The ape-men were tall, with hanging paunch and short legs, a small skull and huge jaws, face, body and legs covered with wiry hair. The hang of the long powerful arms, the slight stoop of the trunk, and the hunted vacant expression of the face were marked. The twenty or thirty of them Grogan met were frightened at first but afterward became very friendly, proud to show him their skill in making fire with their fire sticks.

Once in the forest he found the skeleton of an ape of gigantic size. The natives explained that such apes were plentiful, although no white man has ever seen one. They have a bad habit of stealing negro women.

At the northern end of the Rift, where the country flattens out toward the Nile, Grogan and Sharp met with the officials of British Uganda, which was then in a shocking muddle of mutinous black troops, raids from the Congo, drought and famine. There Mr. Sharp left the expedition, making his way to Mombasa; the carriers were sent back home as a good riddance, and Mr. Grogan, with only five faithful attendants, pushed on down the Nile Valley. The river was blocked with a weed called the sudd, which a British expedition was trying to clear away, and Grogan was forced to the eastward through horrible marshlands. He had in all only fourteen men when he came to the Dinka country, and met that queer race of swamp folk. They are very tall, some even gigantic, beautifully built, but broad-footed, walking with feet picked up high and thrust far forward—the gait of a pelican. At rest they stand on one leg like a wading bird, the loose leg akimbo with its foot on the straight leg’s knee. They are fierce, too, and one tribe made an attack on Grogan’s party. His men threw down their loads, screaming that they were lost, and the best Congo soldier fell stabbed to the heart, while two others went down with cracked skulls.

“I took the chief,” says Grogan, “and his right-hand man with the double barrel, then, turning round, found that my boy had bolted with my revolver. At the same moment a Dinka hurled his spear at me; I dodged it, but he rushed in and dealt me a swinging blow with his club, which I fortunately warded with my arm, receiving no more damage than a wholesome bruise.
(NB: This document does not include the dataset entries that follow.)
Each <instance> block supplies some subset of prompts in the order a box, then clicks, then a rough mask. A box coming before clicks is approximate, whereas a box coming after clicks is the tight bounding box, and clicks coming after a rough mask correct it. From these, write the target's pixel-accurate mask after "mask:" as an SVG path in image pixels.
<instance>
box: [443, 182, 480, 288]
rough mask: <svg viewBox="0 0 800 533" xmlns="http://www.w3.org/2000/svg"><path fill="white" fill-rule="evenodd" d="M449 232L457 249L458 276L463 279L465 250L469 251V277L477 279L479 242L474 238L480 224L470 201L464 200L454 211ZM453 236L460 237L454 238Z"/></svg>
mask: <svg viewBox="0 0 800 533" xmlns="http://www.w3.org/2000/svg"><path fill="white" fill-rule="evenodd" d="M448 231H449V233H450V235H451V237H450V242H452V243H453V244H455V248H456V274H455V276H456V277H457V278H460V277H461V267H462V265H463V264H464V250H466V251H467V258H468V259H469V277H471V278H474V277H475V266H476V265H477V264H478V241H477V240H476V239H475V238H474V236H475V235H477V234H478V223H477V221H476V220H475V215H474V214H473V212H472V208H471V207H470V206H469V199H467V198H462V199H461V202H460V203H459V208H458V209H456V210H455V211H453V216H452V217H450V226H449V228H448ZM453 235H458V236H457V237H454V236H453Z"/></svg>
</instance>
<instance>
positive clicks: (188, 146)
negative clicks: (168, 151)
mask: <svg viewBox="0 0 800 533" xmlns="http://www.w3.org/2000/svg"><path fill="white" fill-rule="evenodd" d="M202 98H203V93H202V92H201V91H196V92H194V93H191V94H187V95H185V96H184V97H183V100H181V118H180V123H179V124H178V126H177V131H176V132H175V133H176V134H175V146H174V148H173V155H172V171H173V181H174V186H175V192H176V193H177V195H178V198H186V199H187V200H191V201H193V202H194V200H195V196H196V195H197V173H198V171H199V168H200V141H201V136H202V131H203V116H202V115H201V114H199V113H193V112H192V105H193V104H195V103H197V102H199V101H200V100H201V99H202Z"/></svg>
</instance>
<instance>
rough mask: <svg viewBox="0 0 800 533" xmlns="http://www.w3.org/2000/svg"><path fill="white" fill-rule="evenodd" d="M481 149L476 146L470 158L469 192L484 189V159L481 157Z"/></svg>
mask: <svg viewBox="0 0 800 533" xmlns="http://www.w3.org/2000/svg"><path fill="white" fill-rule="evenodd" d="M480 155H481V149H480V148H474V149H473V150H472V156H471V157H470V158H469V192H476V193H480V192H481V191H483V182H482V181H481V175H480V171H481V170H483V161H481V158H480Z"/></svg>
I poked my empty gun at his stomach, and he turned, receiving a second afterwards a dum-dum in the small of his back. Then they broke and ran, my army with eight guns having succeeded in firing two shots. I climbed up an ant hill that was close by, and could see them watching at about three hundred yards for our next move, which was an unexpected one, for I planted a dum-dum apparently in the stomach of one of the most obtrusive ruffians, whom I recognized by his great height. They then hurried off and bunched at about seven hundred yards, and another shot, whether fatal or not I could not see, sent them off in all directions.”

The battle was finished, and Grogan toiled on with his wounded men, famished, desperate, almost hopeless. One day in desert country he came to the camp of Captain Dunn, a British officer.

“Captain Dunn: ‘How do you do?’

“I: ‘Oh, very fit, thanks; how are you? Had any sport?’

“Dunn: ‘Oh, pretty fair, but there is nothing here. Have a drink?’

“Then we washed, lunched, discussed the war, (South Africa), and eventually Dunn asked where the devil I had come from.”

The battle of Omdurman had destroyed the dervish power, and opened the Nile so that Grogan went on in ease and comfort by steamer to Khartoum, to Cairo, and home. Still he heard in his sleep the night melody of the lions—“The usual cry is a sort of vast sigh, taken up by the chorus with a deep sob, sob, sob, or a curious rumbling noise. But the pukka roar is indescribable ... it seems to permeate the whole universe, thundering, rumbling, majestic: there is no music in the world so sweet.”